Sunday, September 4, 2011

Civil War Discussion Group

In that other Life, the one that by convention we call Real, organization is key to surviving our increasingly complex world. Spontaneity is not always wise or rewarded.

In Second Life, however, one can be spontaneous, seeking new sims by searching random keywords, popping into a social event, or stumbling into something educational. One Wednesday, shortly after I logged on, I received word from Caledon's Librarian extraordinaire, Sir JJ Drinkwater, that a new discussion group would shortly be underway, focusing on the American Civil War, with a particular emphasis on firsthand accounts of the period. Knowing terribly little about the war except from high school classes a...er, few years back and the odd dramatization in the meanwhile,* I thought that sounded intriguing, though I wondered how much of a contribution I could make.

Mr. Drinkwater and Dame Kghia Gherardi welcomed me as I arrived in the reading room of the Caledon Library in Victoria City.
Caledon VC  Civil War 003
Sir JJ Drinkwater, Mr. Michael Neff Macbeth, Mr. Ruvean Skytower in front, Miss Lyncean Luminos and Miss Jane Fossett seated behind Mr. Drinkwater.
Caledon VC  Civil War 001
Your humble narrator, Dame Kghia Gherardi, Sir Kyle Chalice
Caledon VC  Civil War 004
Miss Herndon Bluebird, Mr. Snow Scarmon (the height-challenged dinosaur behind the chair on the right)


This turned out to be but the first of the monthly meetings of this group. The initial discussion was limited as few of us were on solid factual footing, and thus our remarks tended to be more in the line of questions than answers. Nonetheless, I anticipate a range of views.

We have a reading assignment as well for the next meeting. I need to find my reading glasses and get cracking, lest Professors Drinkwater and Gherardi think me entirely unserious!
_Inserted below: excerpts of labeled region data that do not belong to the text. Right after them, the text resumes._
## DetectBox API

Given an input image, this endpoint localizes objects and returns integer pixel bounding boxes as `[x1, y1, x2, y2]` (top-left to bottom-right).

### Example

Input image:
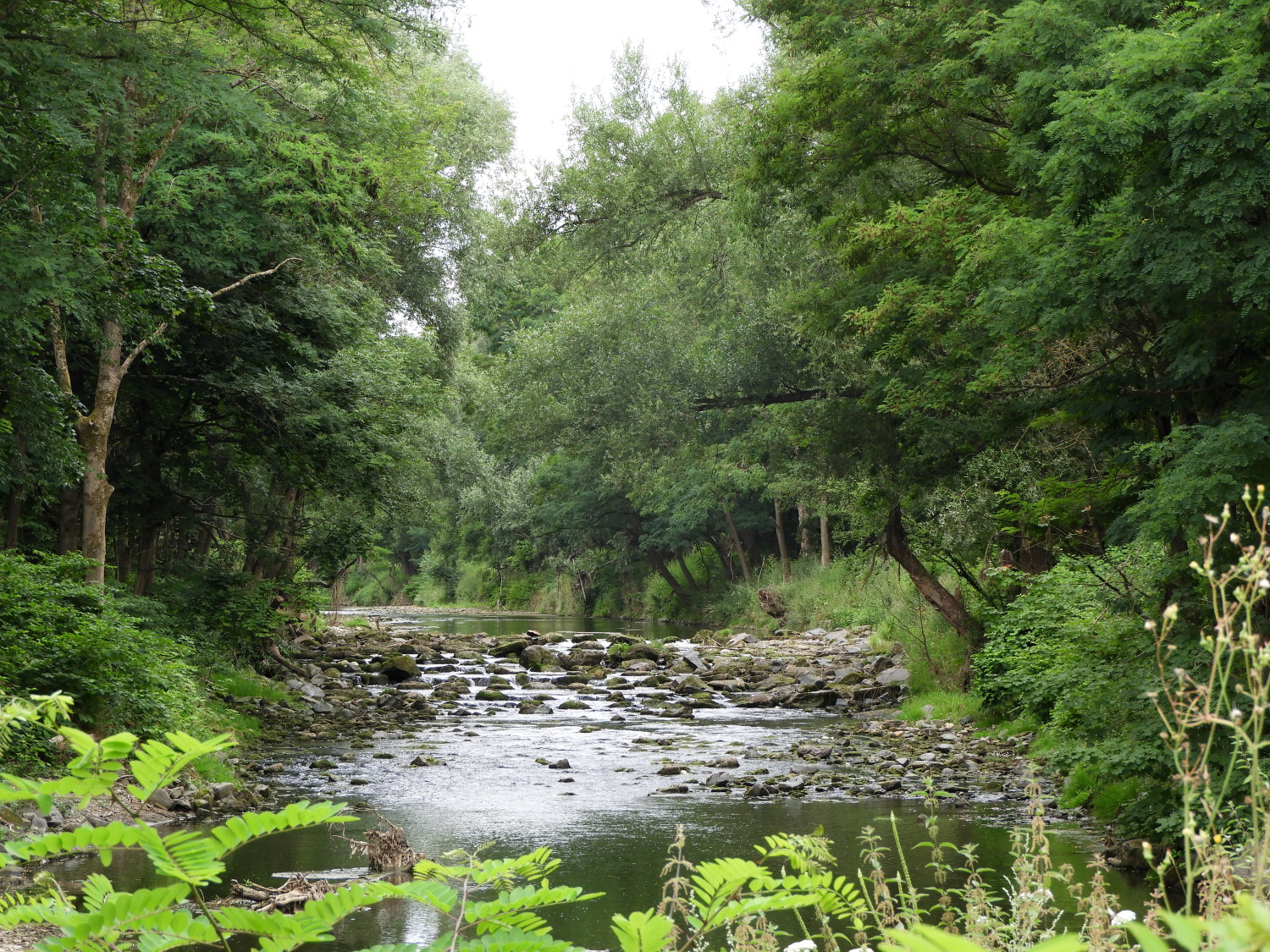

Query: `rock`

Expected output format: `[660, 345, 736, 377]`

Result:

* That's not entirely true. My typist took an economic history class as an undergraduate, taught by the eminent Dr. Claudia Goldin. One of the works we studied, and that I still recall more than a quarter-century later, was Time on the Cross, the 1974 book by Robert Fogel and Stanley Engerman. Using a variety of contemporary sources (contrary to the claim in the linked Wikipedia entry), the authors put forth the view that, contrary to what most historians at the time believed, slavery was a profitable institution and thus would not have withered away of its own accord in the absence of the Civil War. The book was quite controversial in its time.